New preprint from Modin Team: Towards Scalable Dataframe Systems

Towards Scalable Dataframe Systems

Devin Petersohn, William Ma, Doris Lee, Stephen Macke, Doris Xin, Xiangxi Mo, Joseph E. Gonzalez, Joseph M. Hellerstein, Anthony D. Joseph, Aditya Parameswaran

Dataframes are a popular and convenient abstraction to represent, structure, clean, and analyze data during exploratory data analysis. Despite the success of dataframe libraries in R and Python (pandas), dataframes face performance issues even on moderately large datasets. In this vision paper, we take the first steps towards formally defining dataframes, characterizing their properties, and outlining a research agenda towards making dataframes more interactive at scale.
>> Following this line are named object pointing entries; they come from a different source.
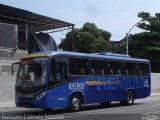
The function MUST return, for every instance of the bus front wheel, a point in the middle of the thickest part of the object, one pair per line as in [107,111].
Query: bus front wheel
[75,103]
[129,99]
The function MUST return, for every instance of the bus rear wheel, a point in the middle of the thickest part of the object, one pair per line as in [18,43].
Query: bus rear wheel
[75,103]
[129,99]
[105,104]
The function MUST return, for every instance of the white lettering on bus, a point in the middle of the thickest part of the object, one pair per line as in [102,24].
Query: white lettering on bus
[76,86]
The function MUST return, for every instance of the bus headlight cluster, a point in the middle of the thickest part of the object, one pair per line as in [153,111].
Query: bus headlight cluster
[40,96]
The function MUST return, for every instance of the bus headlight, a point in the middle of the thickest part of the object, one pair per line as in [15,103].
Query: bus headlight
[40,96]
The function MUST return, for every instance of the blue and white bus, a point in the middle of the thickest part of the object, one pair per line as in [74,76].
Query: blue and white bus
[71,80]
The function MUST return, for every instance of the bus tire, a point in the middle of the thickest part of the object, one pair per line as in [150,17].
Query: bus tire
[105,104]
[47,109]
[75,103]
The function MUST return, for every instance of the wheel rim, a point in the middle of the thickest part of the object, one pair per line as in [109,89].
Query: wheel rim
[75,103]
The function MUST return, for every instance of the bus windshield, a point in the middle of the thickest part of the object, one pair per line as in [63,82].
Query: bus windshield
[31,76]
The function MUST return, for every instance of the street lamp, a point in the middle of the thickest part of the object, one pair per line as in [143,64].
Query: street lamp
[128,34]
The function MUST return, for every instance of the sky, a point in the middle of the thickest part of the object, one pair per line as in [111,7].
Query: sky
[115,16]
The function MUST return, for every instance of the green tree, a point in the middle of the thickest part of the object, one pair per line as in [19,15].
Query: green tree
[147,44]
[87,39]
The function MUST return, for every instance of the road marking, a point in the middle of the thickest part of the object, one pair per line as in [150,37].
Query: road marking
[156,105]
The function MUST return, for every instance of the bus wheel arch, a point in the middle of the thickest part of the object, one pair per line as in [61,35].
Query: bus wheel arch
[76,101]
[130,97]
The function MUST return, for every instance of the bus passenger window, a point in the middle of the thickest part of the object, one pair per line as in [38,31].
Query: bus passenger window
[78,66]
[58,71]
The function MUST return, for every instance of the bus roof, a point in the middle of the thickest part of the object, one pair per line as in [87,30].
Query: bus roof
[86,55]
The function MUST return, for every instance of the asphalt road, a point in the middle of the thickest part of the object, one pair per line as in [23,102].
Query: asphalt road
[144,109]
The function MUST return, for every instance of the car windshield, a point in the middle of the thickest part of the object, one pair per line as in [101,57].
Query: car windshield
[31,76]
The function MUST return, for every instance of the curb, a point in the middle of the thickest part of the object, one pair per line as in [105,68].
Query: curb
[7,104]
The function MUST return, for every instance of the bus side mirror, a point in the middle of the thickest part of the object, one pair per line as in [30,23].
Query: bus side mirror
[12,67]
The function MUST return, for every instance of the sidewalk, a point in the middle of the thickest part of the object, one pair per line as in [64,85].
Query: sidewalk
[9,104]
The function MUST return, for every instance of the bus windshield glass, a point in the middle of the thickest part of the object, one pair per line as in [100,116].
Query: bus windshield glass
[31,76]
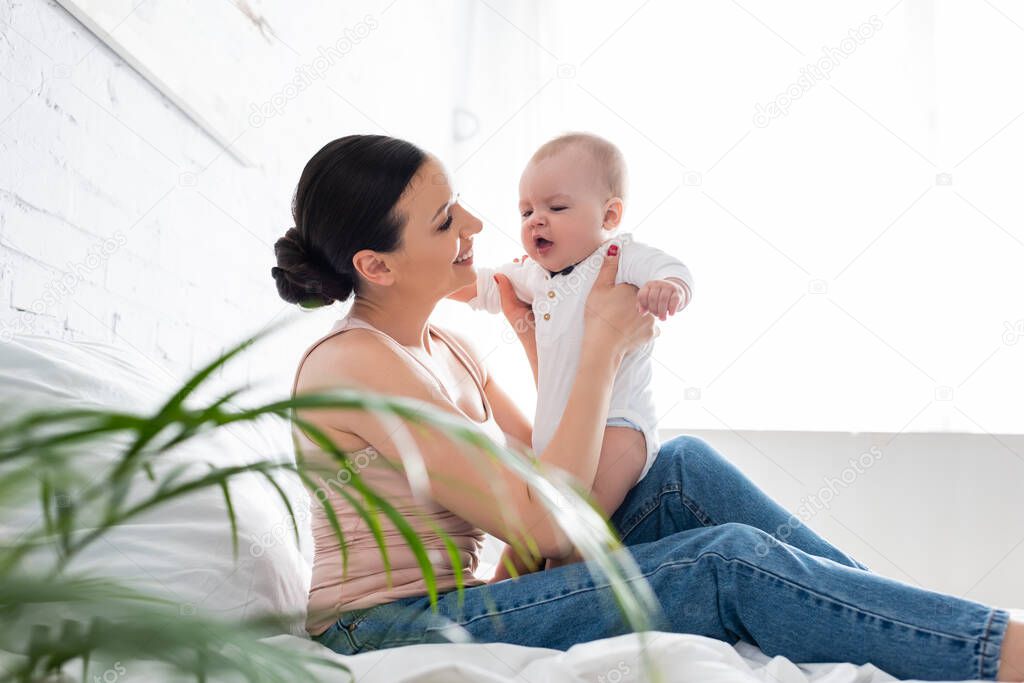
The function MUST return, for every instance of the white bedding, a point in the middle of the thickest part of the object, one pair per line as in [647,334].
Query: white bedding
[186,553]
[679,657]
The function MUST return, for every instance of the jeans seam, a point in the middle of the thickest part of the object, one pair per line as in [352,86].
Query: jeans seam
[985,640]
[813,592]
[688,503]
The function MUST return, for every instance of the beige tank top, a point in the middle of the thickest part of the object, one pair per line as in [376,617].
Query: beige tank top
[365,585]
We draw on tools and techniques from the database community, and describe ways they may be adapted to serve dataframe systems, as well as the new challenges therein. We also describe our current progress toward a scalable dataframe system, Modin, which is already up to 30times faster than pandas in preliminary case studies, while enabling unmodified pandas code to run as-is. In its first 18 months, Modin is already used by over 60 downstream projects, has over 250 forks, and 3,900 stars on GitHub, indicating the pressing need for pursuing this agenda.